Quello del 14 aprile è un voto locale ma con grande valenza politica cantonale. A Lugano la campagna è stata anomala, ognuno eclissatosi nel suo ridotto. Con un PLR rinunciatario e senza ambizioni, un PS in affanno per mantenere la presenza in Municipio e un Centro tranquillo sulle sue posizioni, è ovvio che l’attenzione sia stata tutta per lo scontro tra il sindaco leghista Michele Foletti e il suo sfidante democentrista Marco Chiesa. Uno scontro piuttosto singolare, senza particolari sussulti sul campo di battaglia (se si fa astrazione dai mal di pancia del consigliere di Stato Claudio Zali e da qualche frecciatina fra le righe sul Mattino all’indirizzo dell’UDC) e mascherato con la falsità di una sana competizione fra amici di lista per dare all’area di destra il miglior risultato possibile per governare la capitale economica del cantone. Chi si candida – ed è normale sia così – lo fa per vincere e non per indossare i panni del gregario. Quindi, la guerra all’interno della lista Lega-UDC c’è ma è sotterranea.

I democentristi manifestano una certa sicurezza sull’esito delle elezioni (nonché sulle diverse caselle da riempire poi a cascata sul piano cantonale e federale) e non ne fanno mistero. Ma troppa sicurezza può tradire. Il consigliere agli Stati Marco Chiesa, spinto da indubbi successi personali e di partito, sembrerebbe porsi come un nuovo Marco Borradori, tuttavia deve fare i conti col fatto che nella realtà dell’Esecutivo luganese si proietta un po’ come un marziano (forse non a caso il suo slogan elettorale «Marco Chiesa, Lugano, casa» evoca lo spielberghiano «E.T., telefono, casa»).

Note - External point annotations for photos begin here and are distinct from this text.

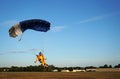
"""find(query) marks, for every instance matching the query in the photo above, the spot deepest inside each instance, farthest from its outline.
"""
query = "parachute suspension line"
(43, 41)
(20, 38)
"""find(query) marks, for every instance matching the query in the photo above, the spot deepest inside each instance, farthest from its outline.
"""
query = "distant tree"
(117, 66)
(110, 66)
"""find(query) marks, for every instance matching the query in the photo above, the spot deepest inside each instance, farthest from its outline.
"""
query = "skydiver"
(41, 59)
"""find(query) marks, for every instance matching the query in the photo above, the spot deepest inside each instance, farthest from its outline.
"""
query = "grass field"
(59, 75)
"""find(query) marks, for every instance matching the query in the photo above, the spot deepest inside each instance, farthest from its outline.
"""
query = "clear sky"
(83, 32)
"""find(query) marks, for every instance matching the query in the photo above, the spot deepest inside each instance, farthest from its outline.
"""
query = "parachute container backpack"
(34, 24)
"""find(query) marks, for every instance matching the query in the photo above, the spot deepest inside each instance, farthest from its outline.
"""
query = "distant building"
(108, 70)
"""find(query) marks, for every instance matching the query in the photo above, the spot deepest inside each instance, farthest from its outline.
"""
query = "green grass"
(59, 75)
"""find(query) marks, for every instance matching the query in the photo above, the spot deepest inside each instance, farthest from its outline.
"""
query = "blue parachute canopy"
(34, 24)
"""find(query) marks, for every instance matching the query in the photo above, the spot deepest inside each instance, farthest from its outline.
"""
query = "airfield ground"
(59, 75)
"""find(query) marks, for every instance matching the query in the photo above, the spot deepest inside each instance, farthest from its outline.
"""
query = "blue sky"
(83, 32)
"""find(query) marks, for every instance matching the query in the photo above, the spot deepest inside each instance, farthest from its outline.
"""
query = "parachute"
(41, 59)
(34, 24)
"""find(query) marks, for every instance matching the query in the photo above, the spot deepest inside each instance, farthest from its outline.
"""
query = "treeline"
(50, 68)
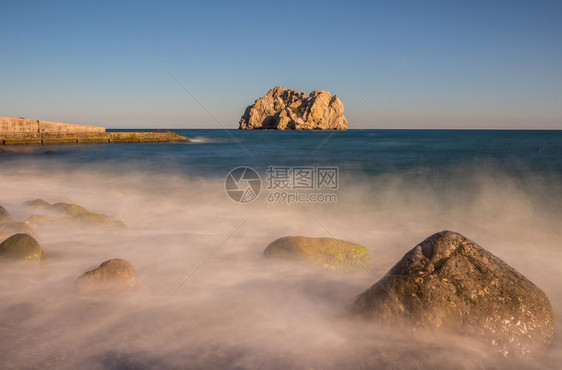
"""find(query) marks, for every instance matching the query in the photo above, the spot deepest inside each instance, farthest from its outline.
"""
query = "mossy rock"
(98, 219)
(114, 275)
(38, 204)
(327, 252)
(4, 215)
(22, 247)
(72, 210)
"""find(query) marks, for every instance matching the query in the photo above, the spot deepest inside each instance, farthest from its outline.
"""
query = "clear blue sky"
(473, 64)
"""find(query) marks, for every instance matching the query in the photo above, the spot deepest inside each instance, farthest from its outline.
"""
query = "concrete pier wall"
(22, 125)
(15, 131)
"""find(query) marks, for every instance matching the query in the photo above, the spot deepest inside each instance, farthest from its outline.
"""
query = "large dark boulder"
(4, 215)
(22, 247)
(327, 252)
(448, 282)
(115, 275)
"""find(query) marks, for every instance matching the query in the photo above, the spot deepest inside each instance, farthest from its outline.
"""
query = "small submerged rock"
(114, 275)
(38, 204)
(82, 216)
(327, 252)
(21, 247)
(7, 230)
(34, 221)
(4, 215)
(448, 282)
(68, 209)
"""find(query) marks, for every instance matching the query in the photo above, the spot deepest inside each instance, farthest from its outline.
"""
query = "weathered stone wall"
(25, 131)
(20, 125)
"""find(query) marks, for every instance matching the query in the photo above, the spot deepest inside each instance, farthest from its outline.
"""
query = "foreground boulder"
(22, 247)
(115, 275)
(286, 109)
(4, 215)
(448, 282)
(326, 252)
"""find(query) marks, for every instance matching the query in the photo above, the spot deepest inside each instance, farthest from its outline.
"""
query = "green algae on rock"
(113, 276)
(327, 252)
(22, 247)
(448, 282)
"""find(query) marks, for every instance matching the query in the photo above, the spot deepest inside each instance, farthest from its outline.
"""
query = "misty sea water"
(198, 255)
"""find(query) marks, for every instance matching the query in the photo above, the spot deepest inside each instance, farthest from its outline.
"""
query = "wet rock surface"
(4, 215)
(448, 282)
(114, 275)
(21, 247)
(326, 252)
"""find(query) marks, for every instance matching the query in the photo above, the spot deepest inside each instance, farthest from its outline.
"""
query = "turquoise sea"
(206, 298)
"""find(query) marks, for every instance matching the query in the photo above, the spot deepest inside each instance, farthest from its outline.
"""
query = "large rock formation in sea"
(448, 282)
(286, 109)
(326, 252)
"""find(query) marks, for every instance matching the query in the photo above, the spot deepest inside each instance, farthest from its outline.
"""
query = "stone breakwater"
(26, 131)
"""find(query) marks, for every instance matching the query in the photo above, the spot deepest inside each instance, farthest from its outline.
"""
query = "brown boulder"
(448, 282)
(114, 275)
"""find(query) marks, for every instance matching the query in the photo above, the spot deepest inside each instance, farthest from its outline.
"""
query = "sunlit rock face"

Inoltre, per riprendere il mal di pancia di Zali, da Chiesa l’elettorato luganese attende sempre un importante chiarimento prima del voto, per certi versi lo stesso che in molti (UDC compresa) avevano invano chiesto a Marina Carobbio quando da «senatrice» si candidò al Consiglio di Stato: nel caso avesse i voti per essere sindaco, e nonostante abbia detto a più riprese che il sindaco è Foletti, accetterebbe la carica come da volontà popolare lasciando la poltrona del Consiglio degli Stati, essendo molto difficile conciliare le due cose? Questo ambiguo giochicchiare non fa bene a nessuno e toglie credibilità.

Nell’ombra c’è poi un aspetto che potrebbe essere determinante. Michele Foletti, che da oltre un decennio porta la responsabilità delle finanze cittadine, forse più dell’«amichevole» sfida lanciatagli da Marco Chiesa deve temere gli intrighi casalinghi fatti da quella parte di Lega che ha sempre remato contro di lui sia in Gran Consiglio a Bellinzona quand’era capogruppo sia in Consiglio comunale a Lugano e che dietro le quinte sta sostenendo la candidatura del «senatore» democentrista, il presunto cavallo vincente sul quale puntare. È quella parte di movimento dove non mancano le grandi ambizioni personali con le sensibilità che abbiamo visto anche di recente in Parlamento nella vicenda della nomina di due procuratori pubblici; infidi apprendisti stregoni senza né arte né parte per i quali conta solo avere una «cadrega».

Un tempo alla Lega bastava attendere gli errori degli altri per costruire facilmente le sue fortune; adesso è l’UDC ad attendere che in via Monte Boglia seghino da soli con allegra lena il ramo sul quale stanno seduti. Tolti i sostegni provenienti da altre liste verso l’uno o l’altro contendente, a Lugano la Lega questa partita se la giocherà soprattutto in casa propria. Michele Foletti lo sa bene: «on n’est jamais trahi que par les siens».